Chinese migration to the UK’s northern industrial cities—especially Manchester and Liverpool—is a pivotal yet understudied chapter of the overseas Chinese diaspora. Beyond London’s Chinatown, North-West communities formed amid industrial decline, decolonisation, and multiculturalism. Tracing Cantonese, Hakka, Hong Kong, Malaysian, Singaporean, Mainland Chinese, and Taiwanese trajectories, this study links local associations to trans-Asian networks, culminating in March 20–25, 2025 fieldwork.

The migration of Chinese communities to the United Kingdom, especially to its northern industrial cities such as Manchester and Liverpool, represents a crucial yet under-examined chapter in the global history of overseas Chinese. While London’s Chinatown has received some scholarly and public attention, the dynamic histories of the North-West—where Chinese and broader Asian communities evolved amid industrial decline, decolonisation, and multiculturalism—remain largely peripheral in mainstream diaspora studies.


Manchester and Liverpool were not only entry points for early Chinese seamen and traders but also later became centres for post-war Commonwealth migration and higher education.
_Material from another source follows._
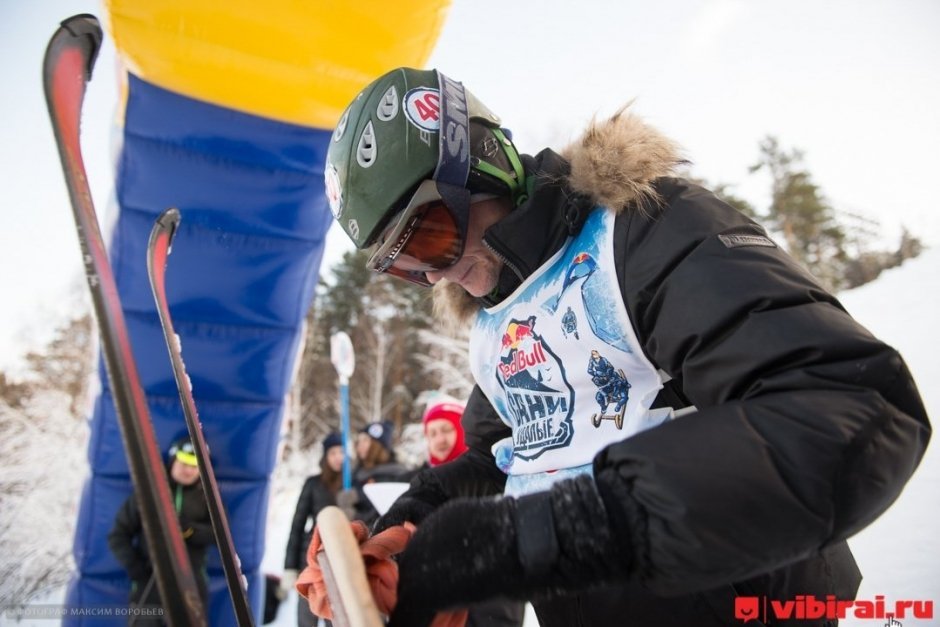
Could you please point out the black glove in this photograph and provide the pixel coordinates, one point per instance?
(423, 497)
(139, 570)
(527, 548)
(186, 527)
The overlapping trajectories of Cantonese, Hakka, Malaysian, Singaporean, and Hong Kong migrants—together with newer arrivals from Mainland China and Taiwan—reflect the continuous reinvention of Chineseness in multi-ethnic, post-imperial Britain.
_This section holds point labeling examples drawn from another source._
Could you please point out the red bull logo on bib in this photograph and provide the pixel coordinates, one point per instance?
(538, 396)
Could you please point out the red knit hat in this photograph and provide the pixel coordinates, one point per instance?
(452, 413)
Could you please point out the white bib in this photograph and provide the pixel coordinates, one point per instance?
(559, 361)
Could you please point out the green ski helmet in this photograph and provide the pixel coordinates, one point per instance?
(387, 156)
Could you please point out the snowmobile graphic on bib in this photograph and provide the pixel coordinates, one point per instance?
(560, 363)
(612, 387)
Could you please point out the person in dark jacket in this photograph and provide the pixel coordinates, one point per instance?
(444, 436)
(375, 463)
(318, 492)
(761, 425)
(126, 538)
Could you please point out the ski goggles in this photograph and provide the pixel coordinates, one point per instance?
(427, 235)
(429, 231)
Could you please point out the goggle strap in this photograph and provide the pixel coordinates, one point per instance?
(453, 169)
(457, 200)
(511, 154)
This study builds upon a broader research on interethnic participation and religious/cultural heritage in maritime Asia, extending the analysis to the North Atlantic context, culimnating in a field trip to Manchester and Liverpool from 20th to 25th of March, 2025. By situating British Chinese associations within a trans-Asian network that includes Malacca, Nagasaki, Batavia, and Tainan, the project highlights how notions of community, identity, and belonging evolve once migrants leave “China” behind and encounter new frameworks of citizenship, race, and religion.